ノンアジャスタブル固定ロッドです。軽くて硬いカーボン材です。現在は調整可能なアジャスタブルロッドが主流ですが、ネック内部の空洞部分が少ないため、音の伝達にはこの固定ロッドが良いとされています。
■ 仕様 : ネック補強用 ( 固定ロッド )
■ 形状 : 細長
■ ネック反り調整機能 : なし ( ノンアジャスタブル )
■ 材質 : カーボン ( 炭素系 )
■ サイズ :約6.5mm x 約5.1mm
■ 長さ : 約63cm
■ 重さ : 約33g
送料 1100円
□□□ トラスロッドの種類について
1Way シングルアクション
最もシンプルな“アジャスタブル”トラスロッド、つまり調整可能なトラスロッドです。動作原理は先ほど説明した通りで、1Wayの名の通り、基本的に順反りを補正することにしか使用できません。楽器の製作過程次第で、僅かながら逆反りを順反りに補正する「疑似2Way」的な効果を持たせられなくはありませんが(逆反り平面出し)、あまり大きな効果は期待できません。ただしその単純な構造ゆえに信頼性も高く、キックポイント(トラスロッドの利きが一番大きくなる部分)を任意で決められることも大きなメリットです。
1Way チャンネルロッド
鉄の棒だけだった先ほどのトラスロッドの改良型で、シングルアクションロッドがコの字のアルミ棒(アルミチャンネル)に組み込まれているため、強度が向上しています。チャンネル内のロッドは最初から湾曲した状態で組み込まれているので、ネックにまっすぐな溝を掘りそのまま組み込むことができ、製作時の作業性も格段に向上しています。埋め木も必要ないので、製作側から見てもありがたいタイプでもある反面、基本的に先述の逆反り平面出しはできません。2006年頃までのMartinや一部の古い国産アコギで使用されています。
2Way ダブルアクション
順反りにしか対応できなかった1Wayトラスロッドの改良型で、逆反りを順反り方向に補正する機能が追加されたタイプです。レンチを受けるナットがトラスロッド本体に溶接されていて、左右どちらに回しても外れなくなっていることに加え、上下2本の金属棒で構成するダブルロッド構造を取ることで、ナットを回転させて上下の棒に生まれた長さの差を利用して反りを補正できる構造になっています。
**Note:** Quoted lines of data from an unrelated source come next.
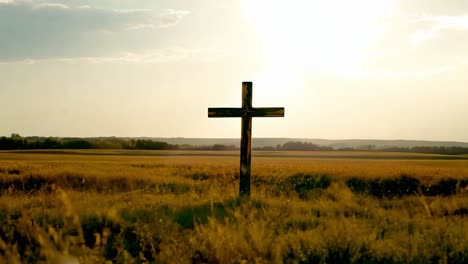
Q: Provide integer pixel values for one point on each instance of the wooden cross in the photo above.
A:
(246, 112)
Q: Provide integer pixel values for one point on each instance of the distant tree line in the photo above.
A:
(16, 142)
(306, 146)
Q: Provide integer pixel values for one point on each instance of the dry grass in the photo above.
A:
(180, 207)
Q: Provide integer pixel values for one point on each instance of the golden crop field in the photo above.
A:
(183, 207)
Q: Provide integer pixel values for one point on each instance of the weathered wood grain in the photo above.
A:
(224, 112)
(268, 112)
(246, 112)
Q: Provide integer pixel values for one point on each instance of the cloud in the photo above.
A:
(39, 30)
(173, 54)
(168, 18)
(438, 24)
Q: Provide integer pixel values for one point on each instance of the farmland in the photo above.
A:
(181, 206)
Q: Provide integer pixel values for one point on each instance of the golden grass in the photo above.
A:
(179, 207)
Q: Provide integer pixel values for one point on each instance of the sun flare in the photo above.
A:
(320, 36)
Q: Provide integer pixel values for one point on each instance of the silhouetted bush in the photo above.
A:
(388, 188)
(444, 187)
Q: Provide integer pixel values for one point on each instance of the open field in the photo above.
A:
(182, 207)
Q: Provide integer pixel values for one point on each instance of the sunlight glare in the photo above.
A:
(317, 36)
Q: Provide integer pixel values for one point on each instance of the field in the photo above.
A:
(182, 207)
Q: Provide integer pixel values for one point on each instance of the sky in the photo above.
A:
(363, 69)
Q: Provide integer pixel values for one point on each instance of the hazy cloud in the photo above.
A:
(437, 25)
(31, 29)
(173, 54)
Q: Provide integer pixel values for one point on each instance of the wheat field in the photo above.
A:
(183, 207)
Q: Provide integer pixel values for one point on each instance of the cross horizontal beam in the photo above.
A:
(253, 112)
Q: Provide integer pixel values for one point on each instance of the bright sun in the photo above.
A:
(315, 36)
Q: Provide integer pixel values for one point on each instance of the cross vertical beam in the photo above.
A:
(246, 139)
(246, 113)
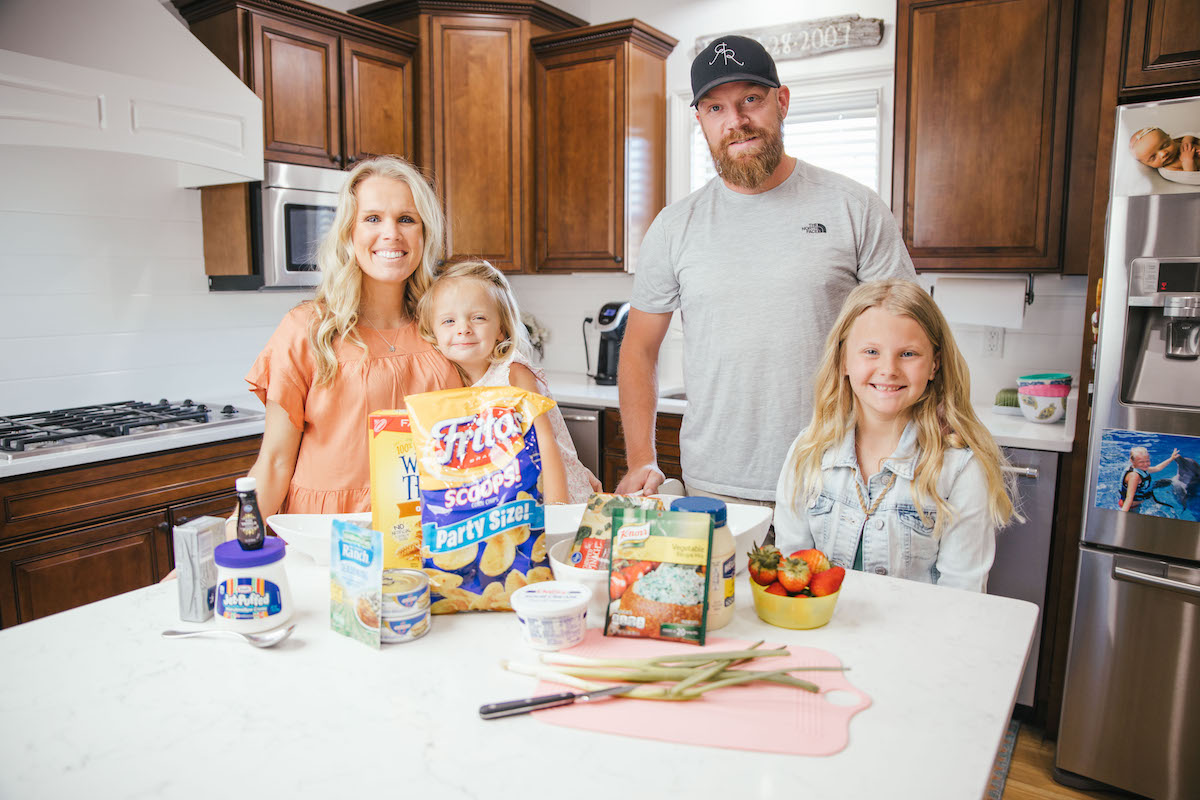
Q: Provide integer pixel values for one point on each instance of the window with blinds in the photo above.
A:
(838, 132)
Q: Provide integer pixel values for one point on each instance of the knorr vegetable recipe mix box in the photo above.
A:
(395, 500)
(481, 505)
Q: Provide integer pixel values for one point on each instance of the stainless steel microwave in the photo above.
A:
(291, 209)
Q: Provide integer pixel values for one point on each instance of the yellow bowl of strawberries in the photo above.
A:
(798, 591)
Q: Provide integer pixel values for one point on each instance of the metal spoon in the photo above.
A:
(265, 639)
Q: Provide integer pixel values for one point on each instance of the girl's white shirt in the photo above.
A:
(895, 541)
(579, 488)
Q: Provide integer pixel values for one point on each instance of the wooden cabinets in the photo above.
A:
(475, 125)
(1162, 49)
(335, 88)
(612, 457)
(600, 125)
(981, 131)
(82, 534)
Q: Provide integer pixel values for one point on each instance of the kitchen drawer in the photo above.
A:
(43, 503)
(52, 575)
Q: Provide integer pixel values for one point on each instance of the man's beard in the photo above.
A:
(749, 170)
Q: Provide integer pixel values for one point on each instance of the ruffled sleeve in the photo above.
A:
(285, 368)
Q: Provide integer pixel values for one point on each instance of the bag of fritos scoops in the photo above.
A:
(483, 530)
(594, 535)
(395, 499)
(658, 576)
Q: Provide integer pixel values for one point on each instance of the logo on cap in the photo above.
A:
(727, 52)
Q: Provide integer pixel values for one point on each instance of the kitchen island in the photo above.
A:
(96, 704)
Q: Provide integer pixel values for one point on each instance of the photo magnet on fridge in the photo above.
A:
(1153, 474)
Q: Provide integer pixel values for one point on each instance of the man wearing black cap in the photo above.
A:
(759, 262)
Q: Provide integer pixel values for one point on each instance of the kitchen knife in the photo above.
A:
(511, 708)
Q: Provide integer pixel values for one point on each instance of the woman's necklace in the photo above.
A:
(862, 500)
(391, 346)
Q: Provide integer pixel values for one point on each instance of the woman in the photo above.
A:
(353, 348)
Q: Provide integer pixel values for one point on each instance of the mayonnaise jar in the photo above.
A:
(252, 587)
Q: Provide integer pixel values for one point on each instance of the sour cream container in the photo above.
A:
(252, 588)
(552, 614)
(405, 591)
(406, 606)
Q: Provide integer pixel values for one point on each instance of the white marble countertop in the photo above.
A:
(96, 704)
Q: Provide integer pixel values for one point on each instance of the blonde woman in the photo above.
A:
(354, 347)
(895, 474)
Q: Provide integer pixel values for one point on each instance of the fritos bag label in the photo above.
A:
(483, 530)
(395, 499)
チャンネルロッド同様に埋め木を使わず仕込むことが可能で非常に便利な反面、各部の溶接個所の施工が甘いとそこから破断する可能性があるため、製作者側はロッドのメーカー選びに苦心することもあります。また、このタイプと同じような見た目・構造のダブルロッド1Wayアクショントラスロッドも存在して複雑ですが、これは先端のナットを取り外せるかどうかで判別できます。
2Way ホットロッド
上記のダブルロッドタイプを発展改良させたような2Wayトラスロッド。ブラス(真鍮)製のブロックを使い、ダブルロッドタイプではナット含め3か所あった溶接箇所を1か所に留め、上側と下側のロッドの強度差を無くすことで強度・耐久性が向上しています。ただしその分トラスロッドを仕込むための溝を深く掘る必要が出てくるため、薄いネックには使いづらいという問題もあります。とはいえその信頼性は非常に高く、愛用している個人製作家も多いようです。
ノンアジャスタブル (Tバー)
その名の通りT字の断面を持つトラスロッドです。原始的と紹介した1Wayタイプより更に原始的なトラスロッドで、平たく言えばただのT字の鉄の棒です。弦の張力に対する抵抗力という意味ではかなり強い部類ではありますが、後から補正を行うことができないので、一定以上の反りが発生した場合、フレットすり合わせをはじめとする大掛かりなリペアが必要になる場合もあります。腐食を除けばトラスロッドそのものが破損する確率はほぼゼロですが、T字の溝をネックに掘らなければならないこともあり、製作者側にとっては面倒な作業が要求される仕様となっています。プリウォー等、かなり古いMartinで使用されていました。
ノンアジャスタブル(スクエア、SQ)
60年代に先述のTバーから仕様変更する形でMartinが導入した新型トラスロッドです。実際はただの四角い鉄の棒で、ネックの補強用ではありますが、ネックの反りを調整する機能はありません。